I think you have misunderstood my point. I am agreeing with the above. We can bring our own values concerning prostitutes into our reading of the text -- a natural reading process for us -- or we can take the text on a "what you see is what you get" basis -- that the Rahab is the hero and there is no fault implied in the story on the part of either Rahab's profession or Joshua's spies visiting her.

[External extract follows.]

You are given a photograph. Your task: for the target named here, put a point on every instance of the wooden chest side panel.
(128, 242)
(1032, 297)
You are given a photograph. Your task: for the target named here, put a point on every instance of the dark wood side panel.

What is potentially hard for a modern reader to accept is that the story is told this way. The only reason I spoke of "deeper study" was to learn a little more about the values of the time in which the text was written in order to remove the confusion that a modern reader is likely to have.
Secret Alias wrote: Thu Dec 01, 2022 9:36 am
I used to read it through modern values and judgements
I would argue ETERNAL values and judgements.
But we know that values and judgements with respect to prostitution do change throughout history. Even in our own time we have seen values change with respect to the public status of sex-workers, LBGTQI people, domestic violence and women's rights. There may be pockets in the US where they have not changed since the nineteenth century, but I am speaking more generally than that.

My reference to "deeper learning" was nothing more than a pointer to looking beyond our own limited world view and seeing the bigger picture, past and present. That's not a complicated or hard study. It's merely broadening our understanding of the world of the author and his/her audience.

I thought you would welcome my point because it rescues Joshua from any "shame" in the role of Rahab in his conquest of Canaan.